Questo aumento degli investimenti si riflette nell’avanzamento e nell’adozione di tecnologie chiave che stanno plasmando il panorama fintech. Tra queste, spiccano le piattaforme web-mobile, che hanno attratto il 20,5% degli investimenti, seguite da vicino dall’intelligenza artificiale (IA), che ha catturato il 16,5%, e dalle Application Programming Interfaces (API), che hanno ottenuto il 14,9%.

Concentrandosi sulle principali aree di business, l’intermediazione finanziaria emerge come il settore più finanziato, assorbendo il 43,7% del totale degli investimenti.

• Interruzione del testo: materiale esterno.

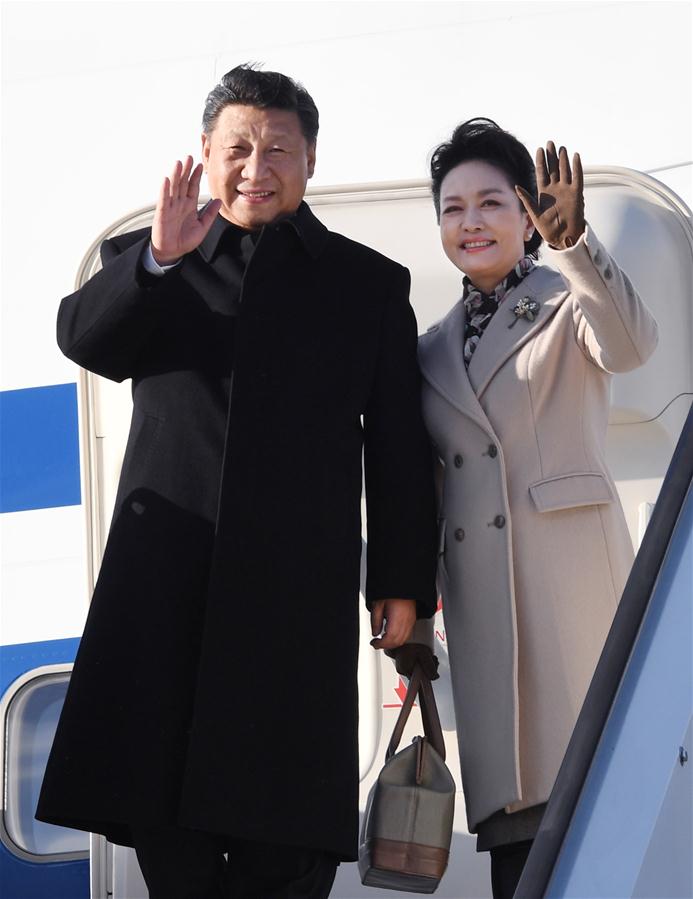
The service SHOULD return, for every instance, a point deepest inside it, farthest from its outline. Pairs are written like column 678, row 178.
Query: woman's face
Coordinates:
column 483, row 226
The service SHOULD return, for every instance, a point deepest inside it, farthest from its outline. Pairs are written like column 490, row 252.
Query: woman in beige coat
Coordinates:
column 534, row 550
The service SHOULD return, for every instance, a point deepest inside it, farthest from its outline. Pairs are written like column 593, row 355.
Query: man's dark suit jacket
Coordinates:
column 215, row 684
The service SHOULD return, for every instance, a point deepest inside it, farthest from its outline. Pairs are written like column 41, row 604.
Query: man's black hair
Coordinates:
column 247, row 86
column 483, row 140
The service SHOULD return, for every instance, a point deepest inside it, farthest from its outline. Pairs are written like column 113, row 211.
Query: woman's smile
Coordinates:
column 483, row 225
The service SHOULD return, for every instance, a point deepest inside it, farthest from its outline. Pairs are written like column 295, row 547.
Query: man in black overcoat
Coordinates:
column 213, row 703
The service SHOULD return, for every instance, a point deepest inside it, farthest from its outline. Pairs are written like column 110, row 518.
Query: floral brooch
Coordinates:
column 526, row 308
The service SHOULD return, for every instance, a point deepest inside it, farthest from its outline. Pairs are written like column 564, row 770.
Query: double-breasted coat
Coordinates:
column 534, row 546
column 215, row 684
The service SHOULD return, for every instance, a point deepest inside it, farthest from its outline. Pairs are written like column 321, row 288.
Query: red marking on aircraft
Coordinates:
column 401, row 691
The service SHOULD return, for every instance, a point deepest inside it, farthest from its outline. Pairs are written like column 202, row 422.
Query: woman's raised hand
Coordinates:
column 177, row 229
column 559, row 216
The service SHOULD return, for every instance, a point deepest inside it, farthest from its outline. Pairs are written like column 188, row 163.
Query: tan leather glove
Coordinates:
column 559, row 216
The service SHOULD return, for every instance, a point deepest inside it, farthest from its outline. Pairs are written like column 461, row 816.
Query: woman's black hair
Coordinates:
column 483, row 140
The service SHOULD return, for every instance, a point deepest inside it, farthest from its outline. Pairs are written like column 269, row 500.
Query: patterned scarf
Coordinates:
column 480, row 307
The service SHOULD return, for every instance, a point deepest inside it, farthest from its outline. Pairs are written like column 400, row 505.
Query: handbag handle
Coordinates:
column 421, row 685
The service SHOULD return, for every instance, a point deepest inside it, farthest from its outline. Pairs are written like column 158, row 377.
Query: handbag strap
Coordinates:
column 419, row 685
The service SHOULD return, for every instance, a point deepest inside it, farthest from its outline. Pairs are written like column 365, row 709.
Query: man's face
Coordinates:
column 257, row 163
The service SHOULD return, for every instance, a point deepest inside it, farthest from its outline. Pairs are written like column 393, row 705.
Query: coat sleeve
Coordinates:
column 105, row 325
column 400, row 499
column 613, row 326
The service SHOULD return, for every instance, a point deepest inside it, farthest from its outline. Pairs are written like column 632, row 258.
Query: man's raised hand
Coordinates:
column 176, row 229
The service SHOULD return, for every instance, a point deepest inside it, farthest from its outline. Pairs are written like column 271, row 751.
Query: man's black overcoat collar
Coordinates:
column 311, row 231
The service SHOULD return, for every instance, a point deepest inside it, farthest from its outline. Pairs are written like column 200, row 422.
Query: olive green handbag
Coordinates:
column 407, row 826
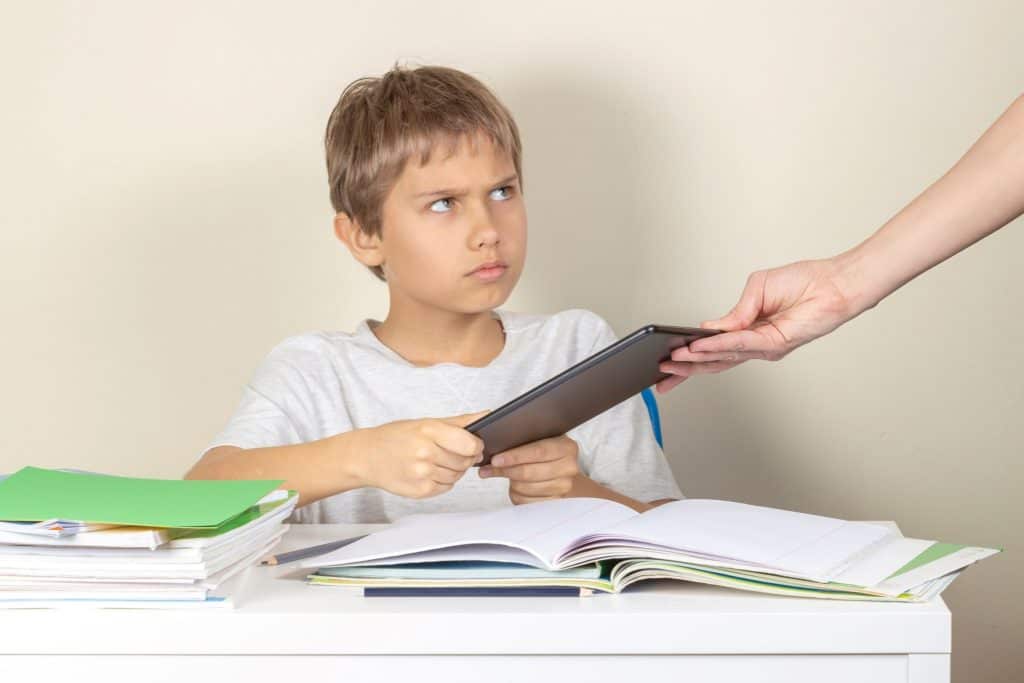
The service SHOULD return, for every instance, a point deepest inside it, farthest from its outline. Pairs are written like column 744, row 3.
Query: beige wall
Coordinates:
column 165, row 221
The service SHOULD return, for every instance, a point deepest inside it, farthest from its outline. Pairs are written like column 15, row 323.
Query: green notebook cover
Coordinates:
column 33, row 494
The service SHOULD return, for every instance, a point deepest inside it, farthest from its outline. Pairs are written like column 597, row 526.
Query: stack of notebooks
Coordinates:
column 81, row 539
column 581, row 546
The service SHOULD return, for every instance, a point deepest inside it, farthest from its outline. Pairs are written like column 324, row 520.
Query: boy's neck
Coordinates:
column 429, row 337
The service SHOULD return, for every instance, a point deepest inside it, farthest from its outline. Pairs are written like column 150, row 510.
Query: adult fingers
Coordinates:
column 747, row 309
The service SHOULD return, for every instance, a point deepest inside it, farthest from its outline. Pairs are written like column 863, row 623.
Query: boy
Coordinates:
column 425, row 178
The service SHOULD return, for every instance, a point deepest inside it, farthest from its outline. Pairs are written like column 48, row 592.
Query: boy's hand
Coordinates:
column 537, row 471
column 419, row 458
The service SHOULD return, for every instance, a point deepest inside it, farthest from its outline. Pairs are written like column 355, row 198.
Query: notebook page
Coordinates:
column 792, row 541
column 544, row 529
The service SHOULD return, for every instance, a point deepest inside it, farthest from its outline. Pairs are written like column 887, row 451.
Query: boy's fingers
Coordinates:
column 464, row 420
column 456, row 439
column 523, row 500
column 670, row 383
column 443, row 475
column 454, row 461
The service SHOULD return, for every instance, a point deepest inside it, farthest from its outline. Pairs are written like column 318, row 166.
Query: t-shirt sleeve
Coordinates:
column 276, row 404
column 617, row 449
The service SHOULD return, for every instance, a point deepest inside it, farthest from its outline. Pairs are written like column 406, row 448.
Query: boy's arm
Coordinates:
column 411, row 458
column 315, row 470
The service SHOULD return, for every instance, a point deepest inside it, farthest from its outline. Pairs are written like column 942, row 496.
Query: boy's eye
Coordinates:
column 441, row 206
column 502, row 194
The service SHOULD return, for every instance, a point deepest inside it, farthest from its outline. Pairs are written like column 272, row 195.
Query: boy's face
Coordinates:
column 454, row 230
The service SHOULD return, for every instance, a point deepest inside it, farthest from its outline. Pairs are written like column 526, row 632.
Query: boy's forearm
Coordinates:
column 315, row 470
column 584, row 486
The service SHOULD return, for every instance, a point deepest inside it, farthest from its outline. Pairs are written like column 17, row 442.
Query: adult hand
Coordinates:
column 778, row 310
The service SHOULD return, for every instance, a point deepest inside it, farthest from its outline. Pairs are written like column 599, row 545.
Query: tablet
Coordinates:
column 585, row 390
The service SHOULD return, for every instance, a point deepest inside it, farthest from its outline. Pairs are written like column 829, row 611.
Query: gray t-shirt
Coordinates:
column 325, row 383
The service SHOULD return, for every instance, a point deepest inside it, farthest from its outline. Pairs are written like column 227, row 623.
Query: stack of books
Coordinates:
column 582, row 546
column 75, row 539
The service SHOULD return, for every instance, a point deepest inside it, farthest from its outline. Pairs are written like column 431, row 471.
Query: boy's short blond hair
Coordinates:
column 380, row 123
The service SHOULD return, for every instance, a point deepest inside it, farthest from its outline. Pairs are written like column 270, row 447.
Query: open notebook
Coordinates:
column 706, row 541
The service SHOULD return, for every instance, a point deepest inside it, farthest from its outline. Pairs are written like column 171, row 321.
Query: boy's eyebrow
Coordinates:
column 453, row 191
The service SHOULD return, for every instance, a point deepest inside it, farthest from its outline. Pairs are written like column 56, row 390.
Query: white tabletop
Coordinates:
column 276, row 613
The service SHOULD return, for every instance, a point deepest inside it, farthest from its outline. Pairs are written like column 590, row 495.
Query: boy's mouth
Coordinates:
column 489, row 270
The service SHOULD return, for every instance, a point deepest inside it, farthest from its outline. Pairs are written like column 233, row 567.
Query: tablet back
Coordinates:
column 585, row 390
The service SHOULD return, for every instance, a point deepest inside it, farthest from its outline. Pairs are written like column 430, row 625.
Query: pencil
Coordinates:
column 312, row 551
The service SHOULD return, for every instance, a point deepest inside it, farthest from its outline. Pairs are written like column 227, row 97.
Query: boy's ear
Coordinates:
column 366, row 248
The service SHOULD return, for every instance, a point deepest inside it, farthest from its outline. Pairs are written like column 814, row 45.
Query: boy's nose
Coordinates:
column 484, row 233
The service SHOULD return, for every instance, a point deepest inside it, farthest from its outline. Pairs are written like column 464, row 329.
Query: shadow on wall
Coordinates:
column 596, row 222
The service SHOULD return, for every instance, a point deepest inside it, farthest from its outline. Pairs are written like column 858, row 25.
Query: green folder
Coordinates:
column 33, row 494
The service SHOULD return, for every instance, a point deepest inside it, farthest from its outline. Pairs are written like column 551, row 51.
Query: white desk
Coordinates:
column 285, row 630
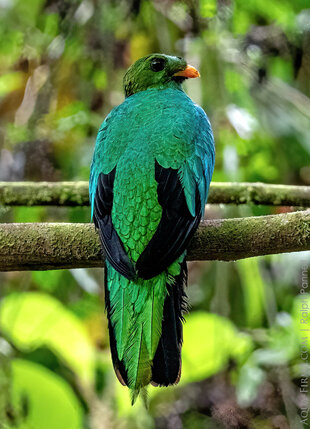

I pagamenti non sono molto distanti, con il 39,4% degli investimenti, evidenziando l’importanza crescente di queste due aree nel contesto fintech.

Nel mondo dei pagamenti, i Pagamenti Istantanei e l’integrazione nei portafogli digitali rappresentano a mio avviso le principali tendenze, riflettendo un cambiamento verso transazioni più rapide e integrate. 

Tra i cluster Fintech a più alto potenziale di crescita ci sono sicuramente i servizi finanziari dedicati alle Pmi ed i Digital Payments in Italia. I metodi di pagamento innovativi hanno infatti visto un fortissimo sviluppo nel mercato consumer grazie al sempre più diffuso ricorso all’e-commerce che passerà da un valore di 47 miliardi di dollari nel 2021 a 85 miliardi nel 2025; questo segmento (pagamenti tramite smartphone o wearable sia online che in negozio) ha visto una crescita nell’ultimo anno del 107%. Non a caso due unicorni Fintech italiani rientrano proprio in questa categoria.